Delphine couldn't help but think that if Maple had an ounce of power, those dying flowers would not look so pitiful. "Don't you fae dislike gifts?"

"Some do… I guess. But I don't mind."

It began to seem to Delphine that Aurick was either blind, lazy, or just taking advantage. Possibly all of it. "Why don't you just tell him it's you helping him?"

"Oh… I couldn't… I mean, you are the one doing all the work, in any case. I couldn't…"

It was really irritating Delphine.

And maybe it was too many nights in a row with interrupted sleep. Or maybe it was because Jennifer had started visiting Travis at work and making out with him in the backroom when Delphine could have really used a hand out front. Maybe it was because a werewolf stopped by that afternoon and totally wrecked her whole alchemy lab in the basement.
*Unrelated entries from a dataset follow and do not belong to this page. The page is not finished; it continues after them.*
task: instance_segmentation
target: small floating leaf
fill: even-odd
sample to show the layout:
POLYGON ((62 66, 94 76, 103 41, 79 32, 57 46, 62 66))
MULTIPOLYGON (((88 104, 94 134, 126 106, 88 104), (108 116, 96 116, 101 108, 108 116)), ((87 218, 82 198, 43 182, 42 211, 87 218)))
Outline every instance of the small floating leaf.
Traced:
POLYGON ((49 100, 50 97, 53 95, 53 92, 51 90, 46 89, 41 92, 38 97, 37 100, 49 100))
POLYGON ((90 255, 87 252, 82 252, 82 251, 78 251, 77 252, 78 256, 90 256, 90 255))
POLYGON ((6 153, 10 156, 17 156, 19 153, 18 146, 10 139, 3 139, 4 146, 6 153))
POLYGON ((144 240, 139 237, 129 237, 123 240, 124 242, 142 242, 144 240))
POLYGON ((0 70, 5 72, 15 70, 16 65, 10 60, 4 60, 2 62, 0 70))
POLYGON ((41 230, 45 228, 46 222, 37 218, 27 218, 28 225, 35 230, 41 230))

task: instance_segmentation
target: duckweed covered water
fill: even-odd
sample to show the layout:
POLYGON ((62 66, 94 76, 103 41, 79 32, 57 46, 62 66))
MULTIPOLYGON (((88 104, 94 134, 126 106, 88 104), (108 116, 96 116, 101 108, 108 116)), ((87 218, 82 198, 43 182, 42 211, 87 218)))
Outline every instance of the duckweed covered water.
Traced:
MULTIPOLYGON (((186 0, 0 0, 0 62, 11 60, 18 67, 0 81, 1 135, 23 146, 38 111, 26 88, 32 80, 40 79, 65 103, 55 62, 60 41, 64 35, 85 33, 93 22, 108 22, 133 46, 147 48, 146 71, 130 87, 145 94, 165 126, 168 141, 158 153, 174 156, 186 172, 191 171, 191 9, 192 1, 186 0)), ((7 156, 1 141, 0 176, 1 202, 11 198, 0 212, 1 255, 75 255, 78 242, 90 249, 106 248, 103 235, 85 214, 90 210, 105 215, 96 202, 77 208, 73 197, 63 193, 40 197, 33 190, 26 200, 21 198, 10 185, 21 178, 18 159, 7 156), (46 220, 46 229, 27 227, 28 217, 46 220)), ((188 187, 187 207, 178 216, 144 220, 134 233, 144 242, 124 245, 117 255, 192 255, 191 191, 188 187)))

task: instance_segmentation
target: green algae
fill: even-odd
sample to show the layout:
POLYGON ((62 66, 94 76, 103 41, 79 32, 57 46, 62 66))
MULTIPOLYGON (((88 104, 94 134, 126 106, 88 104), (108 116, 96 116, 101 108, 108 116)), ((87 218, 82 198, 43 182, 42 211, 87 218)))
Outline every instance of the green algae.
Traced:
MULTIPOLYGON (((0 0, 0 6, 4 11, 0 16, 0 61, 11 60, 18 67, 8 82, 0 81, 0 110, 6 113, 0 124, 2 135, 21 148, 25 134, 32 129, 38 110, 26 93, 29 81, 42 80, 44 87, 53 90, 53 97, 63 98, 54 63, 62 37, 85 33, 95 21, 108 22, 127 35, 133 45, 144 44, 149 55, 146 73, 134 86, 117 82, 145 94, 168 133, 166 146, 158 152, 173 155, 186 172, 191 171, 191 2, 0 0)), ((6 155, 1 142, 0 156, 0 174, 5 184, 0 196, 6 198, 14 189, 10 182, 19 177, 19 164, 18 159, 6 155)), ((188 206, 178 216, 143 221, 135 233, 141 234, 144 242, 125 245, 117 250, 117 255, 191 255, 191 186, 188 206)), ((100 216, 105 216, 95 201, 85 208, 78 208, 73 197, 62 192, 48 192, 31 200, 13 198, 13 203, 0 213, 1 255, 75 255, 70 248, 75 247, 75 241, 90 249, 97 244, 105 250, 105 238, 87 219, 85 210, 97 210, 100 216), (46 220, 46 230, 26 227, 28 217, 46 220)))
But the last night that Maple came around for some new shoes, Delphine was in a ripe mood.

"Oh, just open the damn door for her!" She shouted to the blackened ceiling as she heard the incessant knocking. She was still in the basement, trying to pry bits of glass embedded in the concrete walls. Two months of work cultivating potions and collecting ingredients was ruined. She would have to go to Cateline to get that transmutation potion finished and Cateline would be a bitch about it.

"Delphine?" Maple was standing at the top of the stairs. "Are you okay?"

"Oh, just peachy! Only just had my entire basement blown apart by some idiot werewolf. Don't worry about it, just lost some valuable ingredients that probably would have saved lives!" She rather vigorously threw some glass into the waste bucket.

"Werewolf?" Maple seemed to have enough sense not to come down the stairs.

"For some reason he got scared away by the explosion he caused. With my luck, he ran into the woods and scared some tourists and then I'll have to go solve that problem!"

Maple watched her for a moment more as she viciously tried to salvage her basement. "Delphine?"

"What?" she snapped. She looked up and saw Maple's large eyes and tangled hair, that even with Cateline's assistance, just couldn't stay tamed for more than a few hours. It calmed her somehow, and it irritated her that she wasn't sure why. Maybe it was because Maple's visits were never destructive. Maybe it was because she really didn't find Maple annoying or manipulative. She was a little dumb when it came to love, sure, but most people were.

Maple bit her lip. "What's a tourist?"

And it just seemed sort of hilarious. Enough that that Delphine turned away so Maple couldn't see her grinning. She didn't know why, probably because she should be so irritated and angry. About the werewolf. About Travis being an insensitive dick. About Maple constantly coming around with her big green eyes that would light up at the strangest things Delphine did, and her small mouth that still constantly spouted off the virtues of Aurick.

Delphine turned away because she didn't want Maple to see how she constantly put her in a ridiculously good mood. And a ridiculously jealous one as well.

"A tourist is a visitor. Here to see the sights and annoy the locals." She calmed herself enough to look up the stairs. Putting on a strained smile she stepped up to Maple. "Let me guess, shoes again?"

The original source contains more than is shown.